Читать книгу Gilbartas Fluch - A. B. Schuetze - Страница 6
3. Kapitel
ОглавлениеEr war ernsthaft genervt.
Vor wenigen Minuten hatte Amanda ohne Vorwarnung sein Büro gestürmt und wieder einmal versucht, sich ihm anzubieten. Ihr Repertoire reichte dieses Mal von Schmeichelei, Liebesbekundungen über Betteln bis hin zu Frust und Wut. Es endete letztendlich in einem bösen Streit und ihrem bühnenreifen Abgang.
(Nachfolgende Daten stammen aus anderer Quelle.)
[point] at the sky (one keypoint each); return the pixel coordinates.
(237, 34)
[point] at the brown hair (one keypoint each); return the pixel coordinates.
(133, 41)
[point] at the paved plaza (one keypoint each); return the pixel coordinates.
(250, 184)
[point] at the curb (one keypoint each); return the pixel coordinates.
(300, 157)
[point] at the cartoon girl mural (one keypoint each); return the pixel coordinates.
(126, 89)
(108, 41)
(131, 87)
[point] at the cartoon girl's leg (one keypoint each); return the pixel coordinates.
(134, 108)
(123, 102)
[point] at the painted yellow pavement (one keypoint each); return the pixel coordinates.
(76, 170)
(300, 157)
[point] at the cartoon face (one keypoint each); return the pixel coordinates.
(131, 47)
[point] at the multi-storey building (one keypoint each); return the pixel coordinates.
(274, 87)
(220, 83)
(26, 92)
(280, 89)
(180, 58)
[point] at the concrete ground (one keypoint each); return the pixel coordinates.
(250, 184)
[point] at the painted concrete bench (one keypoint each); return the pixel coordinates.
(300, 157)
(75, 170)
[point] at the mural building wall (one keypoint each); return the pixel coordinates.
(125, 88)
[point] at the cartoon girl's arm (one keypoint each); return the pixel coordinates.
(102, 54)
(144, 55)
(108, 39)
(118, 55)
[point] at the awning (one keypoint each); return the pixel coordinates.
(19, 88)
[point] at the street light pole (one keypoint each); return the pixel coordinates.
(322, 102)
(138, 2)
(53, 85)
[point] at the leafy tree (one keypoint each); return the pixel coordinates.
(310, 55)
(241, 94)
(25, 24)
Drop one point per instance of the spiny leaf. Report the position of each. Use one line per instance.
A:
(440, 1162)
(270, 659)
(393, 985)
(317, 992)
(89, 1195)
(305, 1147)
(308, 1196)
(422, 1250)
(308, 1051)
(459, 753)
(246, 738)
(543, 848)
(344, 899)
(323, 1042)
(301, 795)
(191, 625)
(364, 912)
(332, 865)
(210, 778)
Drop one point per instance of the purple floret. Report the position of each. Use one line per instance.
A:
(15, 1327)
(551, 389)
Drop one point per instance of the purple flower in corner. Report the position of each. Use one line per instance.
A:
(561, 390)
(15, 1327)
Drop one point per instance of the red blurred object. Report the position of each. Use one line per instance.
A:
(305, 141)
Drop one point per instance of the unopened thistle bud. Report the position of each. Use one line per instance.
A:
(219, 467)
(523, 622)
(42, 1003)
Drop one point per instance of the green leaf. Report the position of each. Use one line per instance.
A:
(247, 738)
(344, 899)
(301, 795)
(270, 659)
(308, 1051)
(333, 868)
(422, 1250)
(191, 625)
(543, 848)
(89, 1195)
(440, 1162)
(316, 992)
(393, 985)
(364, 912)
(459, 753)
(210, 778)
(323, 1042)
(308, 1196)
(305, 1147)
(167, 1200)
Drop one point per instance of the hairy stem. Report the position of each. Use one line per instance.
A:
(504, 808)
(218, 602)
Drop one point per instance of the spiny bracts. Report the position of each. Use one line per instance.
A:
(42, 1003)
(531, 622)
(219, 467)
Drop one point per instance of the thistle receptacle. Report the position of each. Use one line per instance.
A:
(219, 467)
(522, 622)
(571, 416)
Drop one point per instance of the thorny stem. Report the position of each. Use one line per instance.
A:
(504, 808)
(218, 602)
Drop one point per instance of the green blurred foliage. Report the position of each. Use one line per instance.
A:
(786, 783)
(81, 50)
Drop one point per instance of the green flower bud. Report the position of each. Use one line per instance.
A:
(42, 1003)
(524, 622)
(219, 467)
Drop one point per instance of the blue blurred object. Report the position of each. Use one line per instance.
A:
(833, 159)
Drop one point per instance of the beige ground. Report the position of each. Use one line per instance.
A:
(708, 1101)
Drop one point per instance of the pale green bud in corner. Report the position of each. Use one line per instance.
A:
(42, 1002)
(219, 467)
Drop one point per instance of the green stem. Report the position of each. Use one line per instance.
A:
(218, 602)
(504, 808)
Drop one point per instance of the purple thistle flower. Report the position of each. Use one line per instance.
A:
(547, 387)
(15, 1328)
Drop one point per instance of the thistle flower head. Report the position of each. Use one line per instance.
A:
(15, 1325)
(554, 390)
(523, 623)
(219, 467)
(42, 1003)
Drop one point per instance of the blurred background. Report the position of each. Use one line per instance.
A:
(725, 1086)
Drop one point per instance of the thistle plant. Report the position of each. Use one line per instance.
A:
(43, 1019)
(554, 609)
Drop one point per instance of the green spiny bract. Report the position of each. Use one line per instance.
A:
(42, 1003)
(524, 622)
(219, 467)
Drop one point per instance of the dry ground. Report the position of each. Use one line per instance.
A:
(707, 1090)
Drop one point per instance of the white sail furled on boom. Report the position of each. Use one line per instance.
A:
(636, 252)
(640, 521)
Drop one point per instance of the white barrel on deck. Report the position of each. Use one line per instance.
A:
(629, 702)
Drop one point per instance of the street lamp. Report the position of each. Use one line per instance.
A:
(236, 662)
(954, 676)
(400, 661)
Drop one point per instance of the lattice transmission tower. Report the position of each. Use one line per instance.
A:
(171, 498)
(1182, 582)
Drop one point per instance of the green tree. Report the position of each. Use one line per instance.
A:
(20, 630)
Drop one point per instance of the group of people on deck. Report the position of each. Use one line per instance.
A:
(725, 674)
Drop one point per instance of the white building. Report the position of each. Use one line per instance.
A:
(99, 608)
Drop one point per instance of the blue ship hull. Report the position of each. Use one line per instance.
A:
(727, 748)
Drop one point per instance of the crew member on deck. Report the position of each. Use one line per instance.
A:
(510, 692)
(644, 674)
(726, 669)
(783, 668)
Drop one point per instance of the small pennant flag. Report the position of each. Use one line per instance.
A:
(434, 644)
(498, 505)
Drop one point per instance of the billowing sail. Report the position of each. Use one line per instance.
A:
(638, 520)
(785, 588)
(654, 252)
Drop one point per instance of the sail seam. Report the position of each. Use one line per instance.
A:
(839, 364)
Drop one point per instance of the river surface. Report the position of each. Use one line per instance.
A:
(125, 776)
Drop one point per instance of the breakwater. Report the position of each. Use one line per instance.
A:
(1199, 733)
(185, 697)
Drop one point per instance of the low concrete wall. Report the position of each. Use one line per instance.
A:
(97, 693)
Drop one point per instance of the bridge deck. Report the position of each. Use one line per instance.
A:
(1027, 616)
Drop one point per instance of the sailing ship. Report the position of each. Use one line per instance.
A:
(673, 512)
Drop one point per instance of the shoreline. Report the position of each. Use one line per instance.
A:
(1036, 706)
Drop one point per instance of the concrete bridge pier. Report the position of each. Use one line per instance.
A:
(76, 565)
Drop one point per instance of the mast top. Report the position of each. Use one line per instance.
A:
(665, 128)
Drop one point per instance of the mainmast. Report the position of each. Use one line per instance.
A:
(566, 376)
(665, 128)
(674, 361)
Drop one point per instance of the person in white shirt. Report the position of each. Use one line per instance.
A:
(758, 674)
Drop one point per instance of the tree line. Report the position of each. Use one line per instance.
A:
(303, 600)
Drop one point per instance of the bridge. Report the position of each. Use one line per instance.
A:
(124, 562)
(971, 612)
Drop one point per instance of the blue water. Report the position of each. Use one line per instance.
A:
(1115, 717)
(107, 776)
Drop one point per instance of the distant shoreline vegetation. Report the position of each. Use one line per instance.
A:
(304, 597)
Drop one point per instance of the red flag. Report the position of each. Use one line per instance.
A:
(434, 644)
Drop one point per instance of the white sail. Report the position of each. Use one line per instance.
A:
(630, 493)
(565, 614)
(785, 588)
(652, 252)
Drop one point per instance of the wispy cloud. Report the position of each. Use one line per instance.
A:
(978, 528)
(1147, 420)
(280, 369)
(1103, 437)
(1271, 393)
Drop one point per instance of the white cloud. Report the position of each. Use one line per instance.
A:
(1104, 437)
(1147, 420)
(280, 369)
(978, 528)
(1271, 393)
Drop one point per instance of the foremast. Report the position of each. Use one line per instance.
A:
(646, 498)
Nun stand William in der Tür und überhäufte ihn mit überflüssigen Titeln alter Zeiten und einer Belehrung über Rang und Stellung und wie richtig doch sein Auftreten wäre, um ihm, dem Herrn, den nötigen Respekt entgegenzubringen. Wie oft hatten sie diese Diskussion geführt, ohne jemals zu einem einvernehmlichen Ergebnis gekommen zu sein? Es war Dugal einerlei, ob er nun mit seiner Lordschaft, Euer Gnaden, Mylord, Sir oder einfach nur mit Mister … oder in Williams Fall mit Dugal … angesprochen wurde.
Der eigentliche Grund jedoch, den William für seine Störung vorbrachte, war absolut inakzeptabel. Dugal hatte sowohl Oliver, seinen Assistenten, als auch ihn angewiesen, wie sie die Anwesenheit der Gutachterin handhaben sollten. Ms. Bauer bezog in der Obhut des Butlers ihr Zimmer. Am darauffolgenden Tag erstellte sie unter der Aufsicht von Meloy für zwei Gemälde eine Expertise und für die Restaurierung von einem weiteren Werk einen Kostenvoranschlag. Nach erledigtem Auftrag flog Liam die Frau wieder zurück aufs Festland. Was war daran misszuverstehen? Warum also musste William darauf beharren, dass er diese Elfriede Bauer empfing? Sagte er … Ms.? Na, und wenn schon! Was …?
Die Fragen verflüchtigten sich genauso schnell, wie er sie stellen konnte, denn Ms. Bauer marschierte an William vorbei wie eine … Offenbarung.
Dugals Herz begann zu rasen. Wollte das Schicksal ihn verspotten? War dies eine Halluzination? Eine Fata Morgana?
Dr. Elfriede Bauer
- Kunsthistorikerin -
Restaurierung und Gutachten
hatte in schwarzen Lettern auf der violetten, mit goldenen Ornamenten verzierten Karte gestanden. Nur eine alte Jungfer … eine ältere, unverheiratete Frau, die lediglich in ihrem Beruf Erfüllung fand … konnte eine derart verstaubte Visitenkarte ihr Eigen nennen. Nicht jedoch die Frau, die vor ihm stand.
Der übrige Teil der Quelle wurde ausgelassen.